Is it weird to stay on the crazy train long enough to agree that cultural effects are strong enough to make you think witches are stealing your penis, and then get off it once people start talking about voodoo death? I think no - these are very different situations. Believing in koro can make you hallucinate that your penis is shrunken or gone, but no belief, however strong, can (directly) remove your penis itself. Culture → beliefs is fine; culture → reality is a step I’m not willing to take.

V.

Since I rejected Bures’ PMDD example, I want to digress to what I think is a stronger argument: anorexia, which Ethan Watters discusses in his book Crazy Like Us.

Anorexia was mostly unknown in the West, until becoming “trendy” in the mid-1800s. During that period, doctors reported high prevalence of anorexia among “hysterics”, but the fad ended after about ten or twenty years, and it went back to being basically unknown. In 1983, famous singer Karen Carpenter died of anorexia, thrusting it back into the national news, and suddenly lots of people (in the West) were anorexic again.

Meanwhile, foreign doctors who trained in the West went back to their home countries, searched far and wide for it, and found almost nothing. The few cases they did see didn’t resemble the typical Western version at all - for example, one Hong Kong psychiatrist was able to find a woman who refused to eat out of grief when a boyfriend left her, but she didn’t think she was fat, or feel any cultural pressure to be thinner. The absence of anorexia abroad was especially surprising since anorexics tend to end up in the hospital with extremely noticeable malnutrition that doesn’t really mimic anything else. It’s not really possible to hide severe anorexia the way you can hide severe depression.

In 1994, Hong Kong got its own Karen Carpenter - a young girl died of anorexia, setting off a national panic and many public awareness campaigns. Near-instantly, anorexia rates shot up to the same level as the West, with the appropriate number of people presenting to hospital ERs with severe malnutrition.

This story raises a lot of questions. For example: where did the first anorexics (Karen Carpenter, the girl in Hong Kong) come from? Why anorexia and not something else? And how come knowing about anorexia makes it spread so quickly?

VI.

Past this point I’m using this review to discuss my own thoughts, not Bures’ or Watters’.

“Culture-bound” is less all-or-nothing than you’d think. Look hard enough, and you’ll find people having “culture-bound syndromes” from cultures they’ve never heard of.

Ntouros et al in Thessaloniki describe “ koro -like symptoms in two Greek men”. One, a paranoid schizophrenic:

. . . reported for the first time a sensation that his penis retracts into the abdomen and a fear that it will subsequently be lost. This would be accompanied by anxiety and sadness pertaining only to the loss itself. He would then proceed to search manually for his penis and masturbate. No pleasure was gained by masturbation, but the anxiety would be lifted.

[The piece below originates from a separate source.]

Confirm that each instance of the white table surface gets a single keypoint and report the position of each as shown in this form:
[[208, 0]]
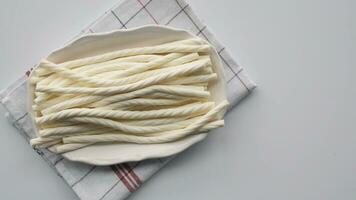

Romero et al describe a case of koro in “an intellectually disabled Caucasian patient” in Spain. They write that “although it is widely regarded as an epidemic in South-east Asia, there are some isolated cases in other cultures as well.”

Wilson and Agin describe a 29 year old white male from New York, “not exposed to the Chinese culture”, who went to the doctor with a five month history of worrying that his genitals were retracting into his body:

Sometimes, he would manually reaffirm the presence of his genitals. Occasionally he would, in private, remove his garments and visually confirm the presence of his genitals. On one occasion, while taking the train home from work, he experienced an acute exacerbation of these symptoms. His pain increased from 3/10 to 10/10, and he felt as if his genitals had fully retracted within his belly. Upon reaching his hometown, he immediately went to the local hospital emergency room where examinations for inguinal hernia, urinary tract infection, proctitis, prostatitis, and testicular disorders proved negative.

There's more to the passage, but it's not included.